What was the reasons he cited?

Given that ports is pretty similar to our gentoo-x86, I'd guess about the same ones mentioned at http://dev.gentoo.org/~antarus/projects/gleps/glep-0666.txt -- I quote from there:

I think migration for many would be frustrating and detailed guides
for doing things in GIT would be the norm for quite some time.  GIT
also has some other issues:

1. Git currently requires you to check out the whole repository.
   This includes *all of the history*.

2. Git cannot update portions of the repository, it can only update
   the entire thing.

3. Due to git's choice of packing format (which does save a lot of
   space), the operations are quite CPU intensive.  Either the GIT
   server gets overwhelmed by the raw number of clients using it or
   the slower clients (arm, mips, sparc, hppa...basically anything not
   x86, ppc, ppc64, amd64) get screwed by the raw amount of CPU and
   RAM necessary to unpack a checkout from these packs.

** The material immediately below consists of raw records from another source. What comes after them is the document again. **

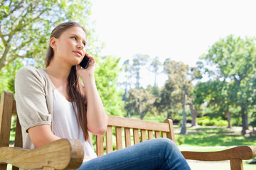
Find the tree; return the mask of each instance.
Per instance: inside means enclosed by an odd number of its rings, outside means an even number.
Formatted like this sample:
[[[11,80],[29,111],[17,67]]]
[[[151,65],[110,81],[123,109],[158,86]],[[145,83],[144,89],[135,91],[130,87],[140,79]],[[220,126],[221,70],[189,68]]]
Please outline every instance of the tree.
[[[91,2],[87,0],[10,0],[0,4],[0,70],[16,58],[33,58],[43,65],[50,31],[57,23],[73,20],[88,27],[85,22]],[[92,33],[88,32],[89,38]]]
[[[179,89],[171,79],[169,79],[160,91],[159,97],[154,103],[154,106],[160,112],[166,113],[166,118],[172,119],[180,108]]]
[[[181,133],[185,134],[186,124],[185,106],[188,103],[188,98],[190,96],[189,91],[192,86],[192,81],[196,79],[201,79],[201,75],[197,68],[189,67],[183,62],[172,61],[170,59],[166,59],[165,60],[164,67],[164,72],[169,75],[169,79],[171,79],[172,81],[174,81],[174,84],[176,84],[179,89],[179,102],[181,103],[183,110]],[[194,111],[193,109],[192,109],[192,111]],[[193,113],[195,113],[193,112]]]
[[[247,98],[251,97],[246,91],[249,89],[250,79],[255,76],[256,45],[255,38],[235,38],[230,35],[225,38],[220,38],[213,45],[201,60],[206,62],[201,64],[206,73],[215,75],[215,79],[223,79],[234,81],[237,91],[235,99],[237,106],[241,108],[242,130],[245,134],[248,128],[247,108],[250,102]],[[201,63],[202,64],[202,63]],[[213,70],[213,66],[215,68]]]
[[[131,89],[132,86],[132,65],[129,64],[129,60],[127,60],[122,64],[122,70],[124,72],[125,81],[121,84],[124,86],[124,94],[123,95],[123,100],[127,101],[127,94],[129,89]]]
[[[123,91],[118,91],[116,86],[120,71],[118,67],[119,61],[119,59],[112,56],[99,60],[97,64],[100,67],[96,67],[95,80],[106,113],[122,116],[124,115],[124,102],[122,100]]]
[[[157,86],[156,84],[156,76],[157,74],[160,73],[159,69],[160,67],[162,66],[162,64],[159,62],[159,57],[156,57],[153,59],[151,63],[150,64],[150,69],[149,70],[151,71],[154,74],[154,86]]]
[[[149,57],[149,55],[146,55],[137,54],[134,56],[134,58],[132,60],[132,67],[136,75],[135,88],[137,89],[139,89],[139,79],[141,79],[140,70],[142,69],[142,67],[146,64]]]
[[[143,89],[131,89],[128,93],[125,109],[127,112],[137,113],[141,120],[153,108],[155,98]]]

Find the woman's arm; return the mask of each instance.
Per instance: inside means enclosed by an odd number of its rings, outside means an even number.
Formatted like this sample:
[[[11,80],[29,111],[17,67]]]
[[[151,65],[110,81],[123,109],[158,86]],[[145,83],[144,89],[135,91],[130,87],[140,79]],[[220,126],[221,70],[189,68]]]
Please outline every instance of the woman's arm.
[[[92,133],[101,135],[107,130],[107,115],[105,113],[104,106],[97,91],[94,72],[95,67],[95,59],[92,56],[91,62],[87,69],[84,69],[78,67],[78,73],[82,78],[85,94],[87,99],[87,128]]]
[[[60,139],[53,133],[50,125],[34,126],[29,128],[28,132],[36,148]]]

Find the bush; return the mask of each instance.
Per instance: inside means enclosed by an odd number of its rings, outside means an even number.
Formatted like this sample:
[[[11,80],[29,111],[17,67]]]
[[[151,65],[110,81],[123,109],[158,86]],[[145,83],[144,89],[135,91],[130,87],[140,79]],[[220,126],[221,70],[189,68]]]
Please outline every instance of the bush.
[[[177,136],[176,137],[176,142],[178,143],[178,145],[181,145],[184,143],[185,137],[183,136]]]
[[[199,125],[204,126],[228,126],[228,123],[227,120],[221,119],[221,117],[218,118],[210,118],[208,116],[198,118],[197,119]]]
[[[256,156],[252,158],[252,159],[248,161],[248,164],[256,164]]]

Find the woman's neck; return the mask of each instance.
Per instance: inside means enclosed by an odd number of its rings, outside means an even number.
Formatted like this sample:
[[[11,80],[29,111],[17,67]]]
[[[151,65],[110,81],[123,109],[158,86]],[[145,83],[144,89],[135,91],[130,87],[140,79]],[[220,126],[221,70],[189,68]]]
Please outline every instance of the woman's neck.
[[[53,62],[53,61],[52,61]],[[58,79],[67,80],[70,73],[71,67],[63,66],[62,64],[56,64],[55,63],[50,63],[46,69],[46,72],[50,76],[53,76]]]

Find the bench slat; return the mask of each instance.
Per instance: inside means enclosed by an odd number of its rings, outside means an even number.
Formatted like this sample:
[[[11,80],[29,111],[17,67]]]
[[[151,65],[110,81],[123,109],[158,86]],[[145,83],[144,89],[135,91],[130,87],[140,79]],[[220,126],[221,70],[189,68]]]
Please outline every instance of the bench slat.
[[[112,126],[107,126],[106,132],[107,154],[113,152],[113,140]]]
[[[155,132],[155,135],[156,135],[156,138],[159,138],[159,137],[160,137],[160,132],[159,132],[159,131],[156,131],[156,132]]]
[[[136,144],[139,143],[139,130],[134,129],[133,133],[134,133],[134,144]]]
[[[146,134],[145,130],[141,130],[141,141],[144,142],[146,140]]]
[[[130,128],[124,128],[125,147],[131,146],[131,130]]]
[[[96,136],[96,152],[98,157],[104,154],[103,135]]]
[[[154,135],[153,135],[153,131],[152,130],[148,130],[148,135],[149,135],[149,140],[154,139]]]
[[[116,127],[116,141],[117,141],[117,149],[122,149],[122,128],[120,127]]]
[[[132,129],[143,129],[169,132],[170,128],[167,123],[151,122],[139,119],[127,118],[114,115],[108,115],[108,125]]]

4. git-daemon (and git over ssh) both are very stupid when it comes
   to generating packs for transfer, since often two or three
   fetches can be going on but the packs are not shared between
   fetches.  This only makes the already shakey server performance
   even worse, as the same packs are generated N times instead of
   once.

If GIT gets repository slicing (ability to check out and update
slices of the repository) as well as history slicing (only take the
last six months of history, for example) I think it would be a
better canidate.  The conversion to GIT from CVS was also lengthy
(approximately two weeks) althought many projects attempted a switch
this summer and tools have improved in speed.

Note: Both history and repository slicing are in the works for GIT,
but there is no date of completion for them.